Passive ftp from external host

What router are you using??? It looks like it is connecting ok but loses session when moving to passive ports. Give me screenshot of your FTP settings page in OMV web-gui. What are you using for your client software??? FileZilla??

It is most likely issue with router.

If you are connecting ok with Filezilla it must be something with this whmeasybackup working with your Passive FTP. Do they have a forum that you can ask questions??? I am not familiar with this software.

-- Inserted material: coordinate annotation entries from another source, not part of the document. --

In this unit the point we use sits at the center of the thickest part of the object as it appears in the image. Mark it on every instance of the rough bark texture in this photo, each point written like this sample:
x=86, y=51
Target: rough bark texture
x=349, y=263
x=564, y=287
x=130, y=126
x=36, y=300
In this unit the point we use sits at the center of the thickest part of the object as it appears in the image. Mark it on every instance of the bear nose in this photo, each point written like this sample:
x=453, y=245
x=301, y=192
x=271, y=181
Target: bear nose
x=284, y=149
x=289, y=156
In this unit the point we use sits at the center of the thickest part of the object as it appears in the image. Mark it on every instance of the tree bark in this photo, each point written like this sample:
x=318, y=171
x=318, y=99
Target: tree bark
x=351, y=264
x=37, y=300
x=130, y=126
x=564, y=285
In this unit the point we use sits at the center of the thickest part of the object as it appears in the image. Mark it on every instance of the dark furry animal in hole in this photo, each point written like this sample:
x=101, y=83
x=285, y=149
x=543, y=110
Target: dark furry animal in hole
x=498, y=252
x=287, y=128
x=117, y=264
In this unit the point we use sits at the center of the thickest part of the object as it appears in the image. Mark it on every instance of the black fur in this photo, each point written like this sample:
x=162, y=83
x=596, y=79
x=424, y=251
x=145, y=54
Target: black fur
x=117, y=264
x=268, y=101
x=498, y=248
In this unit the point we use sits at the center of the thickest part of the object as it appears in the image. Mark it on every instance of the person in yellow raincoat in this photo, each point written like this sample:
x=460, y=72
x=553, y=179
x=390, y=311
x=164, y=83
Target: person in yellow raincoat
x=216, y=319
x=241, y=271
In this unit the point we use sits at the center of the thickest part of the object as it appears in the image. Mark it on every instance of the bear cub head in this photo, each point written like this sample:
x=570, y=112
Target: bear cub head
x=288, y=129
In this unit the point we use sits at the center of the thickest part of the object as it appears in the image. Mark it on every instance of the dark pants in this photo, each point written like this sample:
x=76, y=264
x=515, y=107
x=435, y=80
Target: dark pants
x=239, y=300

It says it supports Passive FTP.

Is it setup to test passive?

I tested my passive ftp server on ftptest.net and it worked.

I suspect it is issue with your router. Try opening ports 14100-14105 on your router and forward to your OMV. If that works it is issue with your router.

A bit of theory first Active/passive only matters for establishing connections for file transfers, AFTER the main command connection is established.

In Active mode for server (and passive for client), the client tells the server "get ready, I want to get that file". The server opens a new TCP socket in listening mode on a port in the active range, and waits. The client initiates the TCP connection towards the server; once established, it saves the data stream. This presumes that the server CAN be reached via direct TCP connections on that port range.

The Passive mode for server (and active for client) goes the other way around. The client opens a TCP socket in listening mode, then sends a command to the server "send me that file, this is my IP and port". The server then initiates an outgoing TCP connection towards the client; once established, it pumps the data through, and the client saves it.

A passive-to-passive connection will not work at all: neither part can initiate the TCP connection towards the other. Or, to be more accurate in the explanation, neither system can be reached on an open TCP port in listening mode because a router or firewall is preventing that incoming connection. At least one end must be active (ports visible through port forwarding or firewall exceptions).

Considering the fact that clients can be connecting from a variety of networks and through various routers which may block incoming connections towards them, the assumption is that clients' ports are filtered, so they can't be active. It's much easier to make the server active through firewall/router configuration, than to ask every client to do that and become active.

Now, the issue you seem to have is two steps behind file transfers: external clients can't connect to your server AT ALL. Not even for that initial connection for exchanging commands. That is clearly an issue for the router, and possibly another router or firewall upstream.

Tips:
- Most ISPs block standard ports for services (21=ftp, 25=smtp, 80=http etc.) in case the customers' computers become compromised without their knowledge. You should configure your FTP server to use a different port for command connections, in a higher range (above 1024). Change the listening port from 21 to something else - say, 20021, and forward that in your router.
- Tests performed through your local network (on the same network as the servers) are not relevant at all. If you try to connect to the server through your router's public IP, the connection will go from LAN to the router to its external IP, then the router would be supposed to forward it back to the server in the LAN. This will not work, due to anti-spoofing mechanisms built into most modern routers (the router doesn't know if the connection it receives on its WAN port is really originating from the LAN, or someone else on the Internet is faking its IP as originating from the internal network to gain unauthorised access). You really have to perform the test from a remote system.

My bet is that the culprit for your connectivity problems is using the default port 21 filtered by your ISP, nothing to do with active/passive ports.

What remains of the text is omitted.